既に御存知の方も多いと思うが、私が管理人を勤めるミクシイコミュ算数「かけ算の順序」を考えるhttp://mixi.jp/view_community.pl?id=4341118の副管理人であり、「かけ算の順序」粉砕闘争の同志であるメタメタさんこと高橋誠氏が本を出版したことである。


かけ算には順序があるのか (岩波科学ライブラリー)高橋誠
http://www.amazon.co.jp/%E3%81%8B%E3%81%91%E7%AE%97%E3%81%AB%E3%81%AF%E9%A0%86%E5%BA%8F%E3%81%8C%E3%81%82%E3%82%8B%E3%81%AE%E3%81%8B-%E5%B2%A9%E6%B3%A2%E7%A7%91%E5%AD%A6%E3%83%A9%E3%82%A4%E3%83%96%E3%83%A9%E3%83%AA%E3%83%BC-%E9%AB%98%E6%A9%8B-%E8%AA%A0/dp/4000295802

「積分定数」も登場する。

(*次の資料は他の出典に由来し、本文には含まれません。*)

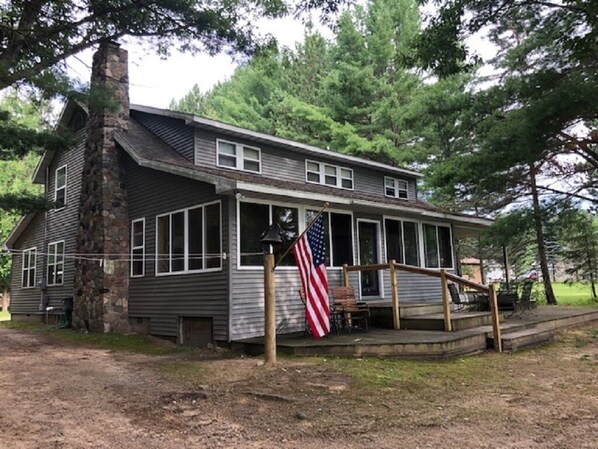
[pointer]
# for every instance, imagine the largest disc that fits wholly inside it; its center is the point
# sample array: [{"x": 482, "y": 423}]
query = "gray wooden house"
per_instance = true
[{"x": 199, "y": 195}]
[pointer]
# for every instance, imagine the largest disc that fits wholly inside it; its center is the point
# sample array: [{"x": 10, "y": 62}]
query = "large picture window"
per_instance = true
[
  {"x": 56, "y": 263},
  {"x": 438, "y": 246},
  {"x": 28, "y": 272},
  {"x": 60, "y": 188},
  {"x": 239, "y": 157},
  {"x": 402, "y": 241},
  {"x": 138, "y": 247},
  {"x": 189, "y": 240},
  {"x": 338, "y": 237},
  {"x": 255, "y": 219}
]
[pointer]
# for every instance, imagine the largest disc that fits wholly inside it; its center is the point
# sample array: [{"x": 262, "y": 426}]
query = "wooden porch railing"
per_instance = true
[{"x": 393, "y": 267}]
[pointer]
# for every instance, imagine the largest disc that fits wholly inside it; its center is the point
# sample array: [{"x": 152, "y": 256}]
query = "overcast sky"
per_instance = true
[{"x": 154, "y": 82}]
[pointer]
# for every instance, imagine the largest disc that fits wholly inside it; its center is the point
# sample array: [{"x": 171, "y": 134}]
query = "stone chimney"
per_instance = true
[{"x": 101, "y": 293}]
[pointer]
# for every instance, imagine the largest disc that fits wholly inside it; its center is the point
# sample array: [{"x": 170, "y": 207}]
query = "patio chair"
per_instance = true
[
  {"x": 457, "y": 299},
  {"x": 334, "y": 317},
  {"x": 354, "y": 313}
]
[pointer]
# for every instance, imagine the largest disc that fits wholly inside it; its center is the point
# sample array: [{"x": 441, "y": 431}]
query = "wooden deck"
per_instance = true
[{"x": 518, "y": 332}]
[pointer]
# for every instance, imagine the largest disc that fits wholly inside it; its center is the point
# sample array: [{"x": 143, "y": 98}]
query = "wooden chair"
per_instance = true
[
  {"x": 352, "y": 311},
  {"x": 334, "y": 325},
  {"x": 457, "y": 299}
]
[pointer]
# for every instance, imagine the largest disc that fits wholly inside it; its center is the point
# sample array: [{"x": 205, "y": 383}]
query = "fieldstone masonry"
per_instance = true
[{"x": 102, "y": 273}]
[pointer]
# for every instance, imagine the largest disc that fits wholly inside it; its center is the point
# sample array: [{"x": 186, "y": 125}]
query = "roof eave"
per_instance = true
[
  {"x": 193, "y": 120},
  {"x": 221, "y": 184}
]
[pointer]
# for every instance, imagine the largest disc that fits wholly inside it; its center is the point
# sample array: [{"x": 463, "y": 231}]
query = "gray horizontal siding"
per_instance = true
[
  {"x": 27, "y": 300},
  {"x": 287, "y": 165},
  {"x": 164, "y": 299},
  {"x": 62, "y": 225},
  {"x": 247, "y": 293},
  {"x": 172, "y": 131}
]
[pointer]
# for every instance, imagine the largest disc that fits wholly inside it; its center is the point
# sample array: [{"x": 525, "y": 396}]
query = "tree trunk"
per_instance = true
[
  {"x": 591, "y": 271},
  {"x": 5, "y": 300},
  {"x": 550, "y": 298}
]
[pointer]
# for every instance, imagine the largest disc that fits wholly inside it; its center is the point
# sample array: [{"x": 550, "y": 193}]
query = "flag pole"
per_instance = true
[{"x": 309, "y": 226}]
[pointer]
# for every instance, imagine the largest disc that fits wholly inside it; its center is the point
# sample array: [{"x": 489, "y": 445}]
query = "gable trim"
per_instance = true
[
  {"x": 221, "y": 184},
  {"x": 17, "y": 231},
  {"x": 202, "y": 122}
]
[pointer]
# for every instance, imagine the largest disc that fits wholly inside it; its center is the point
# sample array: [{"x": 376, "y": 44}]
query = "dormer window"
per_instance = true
[
  {"x": 395, "y": 188},
  {"x": 60, "y": 188},
  {"x": 238, "y": 156},
  {"x": 330, "y": 175}
]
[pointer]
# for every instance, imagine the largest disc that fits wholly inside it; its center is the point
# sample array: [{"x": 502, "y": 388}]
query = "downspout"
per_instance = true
[{"x": 43, "y": 283}]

はずかしいHNにしておかなくて良かった。

内容だが、物足りない面がある。かけ算以外の演算についても言及して欲しかった。

 足し算での合併・添加・増加、引き算での求残・求補・求差、これらの例と対比させれば、かけ算の順序に拘ることが足し算の順序に拘ることと同様に馬鹿げていることをより鮮明にすることが出来たと思う。
また、かけ算の裏返しである包含除・等分除にも言及して欲しかった。

 とはいえ、私が示した速さ・時間・距離に関しても、時間を「1あたり」、速さを「いくつ分」とする解釈があり得ることを明示してくれて、かけ算の順序に意味を持たせることが全くナンセンスであることを示せたのは非常に良かった。

 また、

>しかし、銀林さんが遠山を継いで会長を務めた数学教育協議会の中から、(教育上の一時的便宜、導入段階のルールを越えて)かけ算の式には正しい順序がある、と主張する者が出てきていることに対してはどう思われているのか、気にかかります

 と数教協および銀林浩氏に問いかけた意義は大きい。

 現在、数教協が算数・数学教育にどれほどの影響があるかは分からないが、「遠山啓」や「水道方式」というのは、今日も尊敬の念を持って語られることが多い。疑問点・批判点があればどんどんぶつけるというのは、本来なら当然あってしかるべきで、それが健全な姿だと思うが、水道方式や数教協に対して外部から問題提起がなされた例は多少はあるようであるが、それほどないようである。それを今回、メタメタさんが書籍で行った。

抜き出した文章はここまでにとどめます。